ようこそ石の華へ

鉱物の部屋へのいざない

妄想誘発装置

2021-06-18 11:13:56 | 日記・エッセイ・コラム

ひとつ前のブログ「急流に流れ落ちる滝のような滝石」は、このようなマイナーなブログでも久しぶりに反響が大きかったように思えます。

中でも、特に印象深かったのは、ブログを通じてメール交換が始まったHさんからの「登り龍」説です。その素晴らしい見立てには感動しましたので、長文ながら原文のまま紹介したいと思います。
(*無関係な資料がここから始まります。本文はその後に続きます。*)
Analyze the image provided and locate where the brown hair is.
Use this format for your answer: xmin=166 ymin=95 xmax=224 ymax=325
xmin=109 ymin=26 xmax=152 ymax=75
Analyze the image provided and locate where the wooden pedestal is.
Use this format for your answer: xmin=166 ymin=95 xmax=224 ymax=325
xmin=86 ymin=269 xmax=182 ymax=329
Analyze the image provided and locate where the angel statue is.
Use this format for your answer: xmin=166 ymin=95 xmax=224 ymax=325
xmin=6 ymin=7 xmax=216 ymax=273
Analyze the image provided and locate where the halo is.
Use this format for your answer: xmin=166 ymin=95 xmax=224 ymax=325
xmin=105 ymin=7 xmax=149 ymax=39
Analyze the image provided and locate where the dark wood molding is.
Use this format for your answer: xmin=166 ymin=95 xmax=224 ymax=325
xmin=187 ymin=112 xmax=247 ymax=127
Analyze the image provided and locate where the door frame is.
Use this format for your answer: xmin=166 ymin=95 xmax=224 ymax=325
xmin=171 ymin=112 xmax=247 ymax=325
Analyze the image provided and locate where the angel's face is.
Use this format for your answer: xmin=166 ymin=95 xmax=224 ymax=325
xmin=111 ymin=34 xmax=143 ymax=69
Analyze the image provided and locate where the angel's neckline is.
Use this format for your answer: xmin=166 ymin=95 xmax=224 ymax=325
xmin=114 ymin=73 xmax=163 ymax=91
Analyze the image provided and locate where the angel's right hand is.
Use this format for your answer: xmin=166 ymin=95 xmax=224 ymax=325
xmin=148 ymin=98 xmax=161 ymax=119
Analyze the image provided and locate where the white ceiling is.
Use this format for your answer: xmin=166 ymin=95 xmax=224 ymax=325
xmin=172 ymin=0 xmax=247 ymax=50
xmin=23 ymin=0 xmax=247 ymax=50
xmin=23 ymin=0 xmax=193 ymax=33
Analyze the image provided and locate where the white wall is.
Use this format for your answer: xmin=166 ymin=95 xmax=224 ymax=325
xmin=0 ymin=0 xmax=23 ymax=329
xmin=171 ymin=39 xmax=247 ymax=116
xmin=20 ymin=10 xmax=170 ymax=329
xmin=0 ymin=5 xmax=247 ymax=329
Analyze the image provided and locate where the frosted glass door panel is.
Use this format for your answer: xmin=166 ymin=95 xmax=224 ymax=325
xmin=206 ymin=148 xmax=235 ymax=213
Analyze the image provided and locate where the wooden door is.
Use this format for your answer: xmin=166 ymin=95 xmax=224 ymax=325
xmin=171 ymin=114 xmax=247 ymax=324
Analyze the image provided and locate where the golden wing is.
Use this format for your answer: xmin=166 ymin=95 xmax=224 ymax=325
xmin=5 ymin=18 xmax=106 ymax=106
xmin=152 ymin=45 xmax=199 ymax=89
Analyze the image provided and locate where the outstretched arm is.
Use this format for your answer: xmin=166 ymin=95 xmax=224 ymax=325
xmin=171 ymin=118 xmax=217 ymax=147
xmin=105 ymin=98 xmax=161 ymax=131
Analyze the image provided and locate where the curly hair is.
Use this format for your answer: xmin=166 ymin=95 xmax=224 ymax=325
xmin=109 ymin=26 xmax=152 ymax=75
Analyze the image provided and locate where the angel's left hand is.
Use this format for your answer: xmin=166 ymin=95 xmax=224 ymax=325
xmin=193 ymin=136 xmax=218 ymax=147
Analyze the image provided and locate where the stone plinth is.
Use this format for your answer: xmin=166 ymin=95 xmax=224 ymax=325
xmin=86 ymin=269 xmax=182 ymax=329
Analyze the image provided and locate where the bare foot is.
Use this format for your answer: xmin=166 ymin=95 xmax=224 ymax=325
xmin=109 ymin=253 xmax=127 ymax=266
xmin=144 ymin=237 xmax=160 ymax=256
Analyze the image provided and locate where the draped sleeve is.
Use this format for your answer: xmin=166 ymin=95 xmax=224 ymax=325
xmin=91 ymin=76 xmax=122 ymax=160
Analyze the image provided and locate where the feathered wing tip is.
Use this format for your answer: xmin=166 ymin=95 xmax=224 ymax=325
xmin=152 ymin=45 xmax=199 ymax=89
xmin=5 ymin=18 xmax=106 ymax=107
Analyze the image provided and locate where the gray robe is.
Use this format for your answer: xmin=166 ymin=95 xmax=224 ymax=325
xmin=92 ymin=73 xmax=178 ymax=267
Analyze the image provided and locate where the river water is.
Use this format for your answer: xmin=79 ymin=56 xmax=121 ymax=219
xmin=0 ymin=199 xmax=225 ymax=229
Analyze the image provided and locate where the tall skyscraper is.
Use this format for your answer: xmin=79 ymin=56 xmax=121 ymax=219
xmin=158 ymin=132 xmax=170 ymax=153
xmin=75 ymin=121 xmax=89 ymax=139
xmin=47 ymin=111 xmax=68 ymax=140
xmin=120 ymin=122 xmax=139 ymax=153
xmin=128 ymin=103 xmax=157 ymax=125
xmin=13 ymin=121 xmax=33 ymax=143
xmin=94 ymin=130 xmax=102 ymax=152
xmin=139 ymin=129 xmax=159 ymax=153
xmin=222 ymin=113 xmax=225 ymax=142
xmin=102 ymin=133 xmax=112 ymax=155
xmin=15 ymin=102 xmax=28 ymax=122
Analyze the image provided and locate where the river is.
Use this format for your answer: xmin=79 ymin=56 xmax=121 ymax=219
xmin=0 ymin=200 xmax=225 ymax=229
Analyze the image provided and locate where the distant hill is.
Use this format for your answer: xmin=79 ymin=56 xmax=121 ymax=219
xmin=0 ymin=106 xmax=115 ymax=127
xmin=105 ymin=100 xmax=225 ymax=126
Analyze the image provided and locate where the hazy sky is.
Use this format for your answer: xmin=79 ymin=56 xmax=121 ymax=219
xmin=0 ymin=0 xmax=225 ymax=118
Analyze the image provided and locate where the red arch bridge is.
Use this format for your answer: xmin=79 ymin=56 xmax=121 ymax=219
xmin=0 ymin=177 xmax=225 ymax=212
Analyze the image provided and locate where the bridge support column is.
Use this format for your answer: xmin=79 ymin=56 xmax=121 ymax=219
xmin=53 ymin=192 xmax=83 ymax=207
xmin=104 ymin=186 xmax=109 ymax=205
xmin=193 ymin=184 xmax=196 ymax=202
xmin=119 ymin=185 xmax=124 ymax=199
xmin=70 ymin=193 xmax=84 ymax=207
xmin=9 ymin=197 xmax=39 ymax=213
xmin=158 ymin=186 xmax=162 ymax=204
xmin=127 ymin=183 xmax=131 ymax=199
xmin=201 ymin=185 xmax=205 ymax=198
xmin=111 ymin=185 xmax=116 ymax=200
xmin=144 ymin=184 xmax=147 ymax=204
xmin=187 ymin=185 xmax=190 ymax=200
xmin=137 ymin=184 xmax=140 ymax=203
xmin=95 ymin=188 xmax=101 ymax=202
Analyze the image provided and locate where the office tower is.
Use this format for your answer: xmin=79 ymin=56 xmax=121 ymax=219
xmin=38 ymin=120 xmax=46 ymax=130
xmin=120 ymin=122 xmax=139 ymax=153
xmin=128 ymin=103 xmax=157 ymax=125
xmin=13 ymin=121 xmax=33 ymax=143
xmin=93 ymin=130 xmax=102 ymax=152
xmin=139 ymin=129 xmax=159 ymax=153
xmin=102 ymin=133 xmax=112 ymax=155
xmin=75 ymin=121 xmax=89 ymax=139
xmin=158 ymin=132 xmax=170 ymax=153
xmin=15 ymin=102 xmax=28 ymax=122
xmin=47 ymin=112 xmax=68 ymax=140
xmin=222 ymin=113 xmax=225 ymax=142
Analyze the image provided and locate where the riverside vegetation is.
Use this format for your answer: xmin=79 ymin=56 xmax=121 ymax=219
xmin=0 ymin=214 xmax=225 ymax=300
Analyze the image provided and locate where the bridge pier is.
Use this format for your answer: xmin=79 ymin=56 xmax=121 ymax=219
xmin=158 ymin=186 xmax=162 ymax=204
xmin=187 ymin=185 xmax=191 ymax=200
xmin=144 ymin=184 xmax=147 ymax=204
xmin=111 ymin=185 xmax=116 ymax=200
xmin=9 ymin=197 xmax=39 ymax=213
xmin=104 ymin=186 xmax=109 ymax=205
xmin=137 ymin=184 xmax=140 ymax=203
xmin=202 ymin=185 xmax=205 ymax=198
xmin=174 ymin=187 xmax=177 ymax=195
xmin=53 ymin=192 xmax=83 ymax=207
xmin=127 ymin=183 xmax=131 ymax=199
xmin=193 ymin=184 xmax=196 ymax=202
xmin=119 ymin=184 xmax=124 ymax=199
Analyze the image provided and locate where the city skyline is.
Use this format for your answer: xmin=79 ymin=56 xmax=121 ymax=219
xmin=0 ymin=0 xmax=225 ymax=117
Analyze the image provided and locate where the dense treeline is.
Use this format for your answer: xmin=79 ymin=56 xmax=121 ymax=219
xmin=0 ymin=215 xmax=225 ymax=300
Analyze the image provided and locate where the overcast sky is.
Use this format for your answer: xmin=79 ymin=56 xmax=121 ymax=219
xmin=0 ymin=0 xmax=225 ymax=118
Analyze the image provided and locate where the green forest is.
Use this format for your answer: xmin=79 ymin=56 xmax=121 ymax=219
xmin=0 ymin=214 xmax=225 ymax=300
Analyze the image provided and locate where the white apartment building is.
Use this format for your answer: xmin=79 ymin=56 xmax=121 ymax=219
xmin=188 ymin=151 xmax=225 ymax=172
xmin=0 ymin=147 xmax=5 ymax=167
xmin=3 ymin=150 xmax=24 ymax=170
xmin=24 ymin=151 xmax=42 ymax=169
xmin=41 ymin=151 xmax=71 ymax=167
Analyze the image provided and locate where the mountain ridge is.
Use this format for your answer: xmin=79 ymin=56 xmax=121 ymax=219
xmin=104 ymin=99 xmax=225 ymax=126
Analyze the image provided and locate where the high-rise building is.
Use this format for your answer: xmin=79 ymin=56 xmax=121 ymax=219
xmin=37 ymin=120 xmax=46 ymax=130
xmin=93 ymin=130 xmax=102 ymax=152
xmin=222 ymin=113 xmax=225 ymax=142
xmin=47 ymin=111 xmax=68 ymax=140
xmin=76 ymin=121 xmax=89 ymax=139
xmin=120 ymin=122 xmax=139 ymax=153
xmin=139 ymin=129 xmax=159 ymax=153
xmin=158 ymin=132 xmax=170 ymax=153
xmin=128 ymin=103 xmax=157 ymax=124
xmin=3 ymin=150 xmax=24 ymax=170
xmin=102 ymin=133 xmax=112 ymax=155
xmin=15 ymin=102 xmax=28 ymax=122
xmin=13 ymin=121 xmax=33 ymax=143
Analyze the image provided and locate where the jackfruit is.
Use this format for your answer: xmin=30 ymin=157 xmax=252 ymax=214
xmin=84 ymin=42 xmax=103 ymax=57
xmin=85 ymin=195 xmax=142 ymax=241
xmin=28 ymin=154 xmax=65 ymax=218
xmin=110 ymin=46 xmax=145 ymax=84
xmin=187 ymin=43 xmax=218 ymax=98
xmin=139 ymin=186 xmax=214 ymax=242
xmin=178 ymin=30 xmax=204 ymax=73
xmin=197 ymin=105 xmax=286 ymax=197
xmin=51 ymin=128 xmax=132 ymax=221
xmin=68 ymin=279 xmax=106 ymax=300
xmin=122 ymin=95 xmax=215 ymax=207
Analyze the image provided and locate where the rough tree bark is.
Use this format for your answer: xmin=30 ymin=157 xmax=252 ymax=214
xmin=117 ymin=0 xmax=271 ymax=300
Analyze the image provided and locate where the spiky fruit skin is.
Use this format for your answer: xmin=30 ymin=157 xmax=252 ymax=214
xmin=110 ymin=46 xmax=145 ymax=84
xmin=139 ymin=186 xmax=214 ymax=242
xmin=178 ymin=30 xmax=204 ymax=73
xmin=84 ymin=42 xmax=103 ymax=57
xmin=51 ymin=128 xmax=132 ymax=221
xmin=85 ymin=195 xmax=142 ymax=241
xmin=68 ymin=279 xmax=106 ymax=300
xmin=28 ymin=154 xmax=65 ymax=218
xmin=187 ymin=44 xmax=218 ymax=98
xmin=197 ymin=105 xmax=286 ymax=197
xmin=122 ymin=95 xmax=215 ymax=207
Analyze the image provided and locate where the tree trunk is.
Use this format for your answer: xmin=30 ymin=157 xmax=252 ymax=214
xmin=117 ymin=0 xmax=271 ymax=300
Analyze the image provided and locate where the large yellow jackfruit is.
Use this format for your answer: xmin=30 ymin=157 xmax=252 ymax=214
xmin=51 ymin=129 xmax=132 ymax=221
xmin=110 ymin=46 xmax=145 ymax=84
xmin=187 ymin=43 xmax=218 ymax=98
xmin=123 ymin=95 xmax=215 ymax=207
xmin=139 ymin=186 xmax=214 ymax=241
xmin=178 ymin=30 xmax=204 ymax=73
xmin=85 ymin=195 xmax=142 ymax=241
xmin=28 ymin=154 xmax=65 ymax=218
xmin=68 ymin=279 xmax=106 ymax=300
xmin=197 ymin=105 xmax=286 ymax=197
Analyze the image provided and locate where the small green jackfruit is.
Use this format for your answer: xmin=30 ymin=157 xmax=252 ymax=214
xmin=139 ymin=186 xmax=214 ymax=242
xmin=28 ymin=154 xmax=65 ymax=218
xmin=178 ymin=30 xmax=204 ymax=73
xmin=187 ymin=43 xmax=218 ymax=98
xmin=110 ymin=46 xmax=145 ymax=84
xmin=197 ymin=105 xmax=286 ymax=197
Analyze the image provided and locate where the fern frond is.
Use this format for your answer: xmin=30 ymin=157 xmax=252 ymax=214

「ちなみに私は、白波の波頭激しく巻き起こし海を割って、

今まさに龍が天に昇って行った景色と見ました。

日本絵画史上最大の40mを誇る日本画、横山大観の「生生流転」は、

天から雨が降り注ぎ、山から里へ川として流れ下り、やがて大海にそそぎ、

大海から竜巻となって再び天に帰る「水の一生」と、それを龍になぞらえ、また、

水、龍、にとどまらない世の大きな巡りを描いたものです。

 その壮大な「生生流転」の水の一生の最後、龍となり天に昇った、その龍の尾と、

水しぶきが、今日のブログの石の紋様に見えました。

 私の場合、この石は盛大に「昇る」「上昇」シーンで、上部中央に点々と水しぶきの

散ったところが、なんとも言えない「萌えポイント」でした。」

どうでしょうか?

Hさんは糸魚川の海岸で紋様石だけを20年以上拾い集めているそうですが、紋様石愛好家が増えて欲しいと願っておられます。石を眺めながら、各人それぞれの鑑賞の趣向を語らうことができたなら、より一層、石の味わい深さと、楽しみの奥行きが増すことでしょう。と説かれておりました。

私は共感しました。

同じ石の紋様でも、ある人には山並みに、ある人には滝石に、そしてある人には登り龍に、さらに水の波は雲海にも見立てられます。重要なのは石の方ではなく、鑑賞する側のイマジネーションにあるのです。

そういう意味では、石は妄想誘発装置のようなものです。そのように思ってしまいました。